Apple has released a Background Security Update that addresses a newly uncovered flaw tracked as CVE-2026-20643, the effects of which span its smartphone, tablet, desktop and notebook product ecosystems.
CVE-2026-20643, credited to security researcher Thomas Espach, affects the WebKit browser engine, specifically its Navigation application programming interface (API).
According to Apple, the CVE-2026-20643 bug enables a threat actor to bypass a web browser security mechanism called the Same Origin Policy if the target device processes maliciously crafted web content. Apple said it had now addressed this issue with improved input validation.
“WebKit is the underlying technology that powers Safari and other browsers on iOS. The flaw, CVE-2026-20643, specifically affects the Same Origin Policy, which stops one website from accessing another’s personal information. By exploiting the vulnerability, maliciously crafted web content could potentially access data from another site,” said Adam Boynton, senior enterprise strategy manager at Apple device management and security specialist Jamf.
In layman’s terms, to take advantage of CVE-2026-20643, a threat actor would need to lure their victim – most likely via a phishing email – to visit a malicious website.
For organisations, it’s crucial to ensure this update is issued immediately as any postponements will leave devices and operations vulnerable. More importantly, users should set updates to be issued automatically, so there’s no window for attackers to exploit Adam Boynton, Jamf
At that point, the malicious page would attempt to bypass the isolation enforced by the Same Origin Policy, which restricts how documents and scripts loaded from one origin interact with resources from another.
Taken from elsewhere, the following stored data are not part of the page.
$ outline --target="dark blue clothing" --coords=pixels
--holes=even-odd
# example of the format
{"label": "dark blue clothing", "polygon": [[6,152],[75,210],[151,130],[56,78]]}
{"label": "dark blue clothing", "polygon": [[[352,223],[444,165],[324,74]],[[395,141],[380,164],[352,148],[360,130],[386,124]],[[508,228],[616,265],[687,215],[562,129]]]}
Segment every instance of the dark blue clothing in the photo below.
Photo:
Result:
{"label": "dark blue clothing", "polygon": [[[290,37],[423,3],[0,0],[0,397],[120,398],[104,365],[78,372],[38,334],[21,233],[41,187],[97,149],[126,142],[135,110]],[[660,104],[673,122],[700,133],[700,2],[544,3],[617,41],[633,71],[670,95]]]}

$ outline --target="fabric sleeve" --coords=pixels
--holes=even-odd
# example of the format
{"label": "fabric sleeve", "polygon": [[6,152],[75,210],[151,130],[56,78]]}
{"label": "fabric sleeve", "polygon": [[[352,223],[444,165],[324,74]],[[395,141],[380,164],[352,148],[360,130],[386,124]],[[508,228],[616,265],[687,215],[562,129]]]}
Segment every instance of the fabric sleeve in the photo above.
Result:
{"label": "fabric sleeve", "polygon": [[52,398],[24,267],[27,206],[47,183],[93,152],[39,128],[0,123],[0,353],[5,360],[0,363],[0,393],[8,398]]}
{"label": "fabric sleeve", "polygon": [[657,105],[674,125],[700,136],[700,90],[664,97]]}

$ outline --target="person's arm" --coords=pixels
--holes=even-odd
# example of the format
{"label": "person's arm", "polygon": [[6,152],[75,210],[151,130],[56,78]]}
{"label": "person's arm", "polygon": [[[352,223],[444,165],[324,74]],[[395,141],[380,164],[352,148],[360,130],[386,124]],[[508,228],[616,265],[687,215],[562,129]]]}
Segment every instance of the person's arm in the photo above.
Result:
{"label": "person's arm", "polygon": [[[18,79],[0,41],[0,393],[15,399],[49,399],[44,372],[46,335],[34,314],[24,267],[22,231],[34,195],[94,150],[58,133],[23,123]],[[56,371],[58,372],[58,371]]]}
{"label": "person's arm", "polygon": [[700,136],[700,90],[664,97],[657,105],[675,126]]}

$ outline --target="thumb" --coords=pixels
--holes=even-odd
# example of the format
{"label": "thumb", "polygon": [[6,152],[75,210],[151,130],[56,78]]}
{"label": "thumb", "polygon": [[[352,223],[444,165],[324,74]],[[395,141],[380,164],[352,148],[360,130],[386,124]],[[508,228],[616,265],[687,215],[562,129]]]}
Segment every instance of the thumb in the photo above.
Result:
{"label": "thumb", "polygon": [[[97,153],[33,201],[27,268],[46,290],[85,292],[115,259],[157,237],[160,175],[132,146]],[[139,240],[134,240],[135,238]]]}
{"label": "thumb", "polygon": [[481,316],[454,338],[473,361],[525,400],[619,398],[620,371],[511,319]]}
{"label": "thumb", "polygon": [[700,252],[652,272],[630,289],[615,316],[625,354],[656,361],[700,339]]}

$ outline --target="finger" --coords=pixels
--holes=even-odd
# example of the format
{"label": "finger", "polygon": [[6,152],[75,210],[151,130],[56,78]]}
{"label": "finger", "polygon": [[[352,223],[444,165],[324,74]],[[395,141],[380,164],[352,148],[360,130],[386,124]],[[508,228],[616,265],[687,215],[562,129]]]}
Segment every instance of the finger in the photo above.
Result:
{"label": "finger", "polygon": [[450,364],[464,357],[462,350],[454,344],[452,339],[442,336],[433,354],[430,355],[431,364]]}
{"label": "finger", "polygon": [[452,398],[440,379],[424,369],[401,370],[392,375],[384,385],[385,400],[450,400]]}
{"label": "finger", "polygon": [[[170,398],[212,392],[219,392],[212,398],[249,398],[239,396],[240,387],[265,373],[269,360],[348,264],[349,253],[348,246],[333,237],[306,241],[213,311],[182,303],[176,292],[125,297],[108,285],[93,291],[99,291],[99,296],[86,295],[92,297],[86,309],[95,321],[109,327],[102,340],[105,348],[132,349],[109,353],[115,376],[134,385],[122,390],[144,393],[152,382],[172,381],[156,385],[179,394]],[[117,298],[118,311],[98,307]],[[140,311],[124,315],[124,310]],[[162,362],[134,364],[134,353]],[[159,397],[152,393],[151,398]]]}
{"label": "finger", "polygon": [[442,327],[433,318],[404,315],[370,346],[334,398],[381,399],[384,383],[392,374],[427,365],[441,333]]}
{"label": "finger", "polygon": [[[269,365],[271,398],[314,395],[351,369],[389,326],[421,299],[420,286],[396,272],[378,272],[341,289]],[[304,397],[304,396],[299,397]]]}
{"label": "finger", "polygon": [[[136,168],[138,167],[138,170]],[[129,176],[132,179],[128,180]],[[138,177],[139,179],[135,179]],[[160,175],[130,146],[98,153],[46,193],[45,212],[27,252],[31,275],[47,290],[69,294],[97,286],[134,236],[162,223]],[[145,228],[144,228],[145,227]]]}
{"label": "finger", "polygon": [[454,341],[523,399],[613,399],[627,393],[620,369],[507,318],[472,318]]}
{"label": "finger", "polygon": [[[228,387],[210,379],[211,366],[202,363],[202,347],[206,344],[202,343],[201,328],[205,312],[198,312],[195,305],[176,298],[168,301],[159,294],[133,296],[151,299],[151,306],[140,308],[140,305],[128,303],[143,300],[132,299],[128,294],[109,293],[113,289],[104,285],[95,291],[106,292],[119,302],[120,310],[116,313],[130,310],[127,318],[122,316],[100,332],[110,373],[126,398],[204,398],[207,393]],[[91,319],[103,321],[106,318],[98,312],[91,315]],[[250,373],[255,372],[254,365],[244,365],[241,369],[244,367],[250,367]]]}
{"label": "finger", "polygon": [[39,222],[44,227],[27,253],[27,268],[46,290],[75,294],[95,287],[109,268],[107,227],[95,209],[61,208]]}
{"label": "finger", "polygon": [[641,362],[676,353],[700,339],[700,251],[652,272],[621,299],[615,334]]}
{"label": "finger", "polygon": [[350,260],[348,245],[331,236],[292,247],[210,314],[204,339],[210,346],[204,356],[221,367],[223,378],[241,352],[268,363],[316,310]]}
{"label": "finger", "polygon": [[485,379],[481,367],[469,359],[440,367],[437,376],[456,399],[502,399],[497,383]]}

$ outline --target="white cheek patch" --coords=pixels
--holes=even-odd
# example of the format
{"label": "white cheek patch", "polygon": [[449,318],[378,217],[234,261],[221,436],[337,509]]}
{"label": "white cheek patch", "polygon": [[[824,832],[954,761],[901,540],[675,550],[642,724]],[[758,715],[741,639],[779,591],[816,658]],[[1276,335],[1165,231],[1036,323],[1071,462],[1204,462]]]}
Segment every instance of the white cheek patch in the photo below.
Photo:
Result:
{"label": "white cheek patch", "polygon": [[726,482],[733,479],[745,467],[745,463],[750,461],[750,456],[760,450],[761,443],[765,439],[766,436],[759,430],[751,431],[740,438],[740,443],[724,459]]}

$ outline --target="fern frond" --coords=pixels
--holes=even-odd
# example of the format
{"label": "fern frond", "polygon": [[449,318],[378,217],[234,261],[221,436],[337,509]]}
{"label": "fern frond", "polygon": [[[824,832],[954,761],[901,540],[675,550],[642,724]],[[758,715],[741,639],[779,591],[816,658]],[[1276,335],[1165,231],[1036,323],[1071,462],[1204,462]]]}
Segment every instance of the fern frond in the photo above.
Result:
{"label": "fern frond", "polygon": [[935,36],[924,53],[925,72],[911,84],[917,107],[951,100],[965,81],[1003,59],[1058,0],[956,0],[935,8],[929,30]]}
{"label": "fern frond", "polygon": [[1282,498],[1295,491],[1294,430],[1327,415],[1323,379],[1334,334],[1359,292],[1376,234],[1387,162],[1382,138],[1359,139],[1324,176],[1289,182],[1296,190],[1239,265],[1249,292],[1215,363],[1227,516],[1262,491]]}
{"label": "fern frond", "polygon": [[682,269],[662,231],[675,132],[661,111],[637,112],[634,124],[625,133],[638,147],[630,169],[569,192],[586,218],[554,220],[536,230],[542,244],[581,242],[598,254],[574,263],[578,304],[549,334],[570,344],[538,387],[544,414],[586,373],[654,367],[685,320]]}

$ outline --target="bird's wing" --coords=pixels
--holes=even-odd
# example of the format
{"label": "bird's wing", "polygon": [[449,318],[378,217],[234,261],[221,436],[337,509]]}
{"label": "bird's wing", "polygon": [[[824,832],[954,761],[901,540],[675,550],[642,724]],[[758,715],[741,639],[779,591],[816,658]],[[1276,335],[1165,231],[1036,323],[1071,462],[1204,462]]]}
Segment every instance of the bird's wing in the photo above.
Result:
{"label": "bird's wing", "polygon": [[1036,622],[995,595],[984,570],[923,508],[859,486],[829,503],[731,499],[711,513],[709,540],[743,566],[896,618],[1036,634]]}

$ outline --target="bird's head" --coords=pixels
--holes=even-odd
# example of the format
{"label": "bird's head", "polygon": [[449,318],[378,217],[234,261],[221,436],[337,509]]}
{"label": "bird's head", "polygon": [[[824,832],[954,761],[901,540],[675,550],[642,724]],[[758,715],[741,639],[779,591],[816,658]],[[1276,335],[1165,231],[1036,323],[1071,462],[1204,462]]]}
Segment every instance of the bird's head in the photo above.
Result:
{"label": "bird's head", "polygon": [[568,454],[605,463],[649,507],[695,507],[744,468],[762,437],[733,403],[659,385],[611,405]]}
Ultimately, its purpose is to isolate malicious elements or documents, so it serves as a critical factor in endpoint security.
Successfully exploited, the flaw could enable a threat actor to view data from other open browser tabs, for example. In the wrong circumstances, this may grant them the ability to see and steal credentials as a stepping stone to persistent and further attacks, or exfiltrate sensitive data for extortion.
Jamf’s Boynton said: “For organisations, it’s crucial to ensure this update is issued immediately as any postponements will leave devices and operations vulnerable. More importantly, users should set updates to be issued automatically, so there’s no window for attackers to exploit.”
What are background updates?
This is the first ever Background Security Update issued by Apple, which touts the feature as a means to push additional security protections live in-between its more regular software updates.
It describes Background Security Updates as “lightweight security releases” for components such as the Safari web browser or, as in this case, the WebKit framework stack, that may benefit from smaller, ongoing patches on a more frequent cadence.
Background Security Updates also mean users will not have to go through the bother of applying a whole new version of their device’s operating system, along with everything that entails. Instead, the updates can be swiftly aimed at and deployed to individual system components.
Although Apple devices should have background updates applied automatically, it is possible to switch off this ability if desired. Users who want to be certain they are receiving Background Security Updates should navigate to the Privacy and Security menu in their device settings and make sure the option to Automatically Install is toggled on, otherwise they will end up waiting for the next software update.
Note that, according to Apple, if a user chooses to remove a Background Security Update, their device will revert to the baseline operating system minus any recent fixes.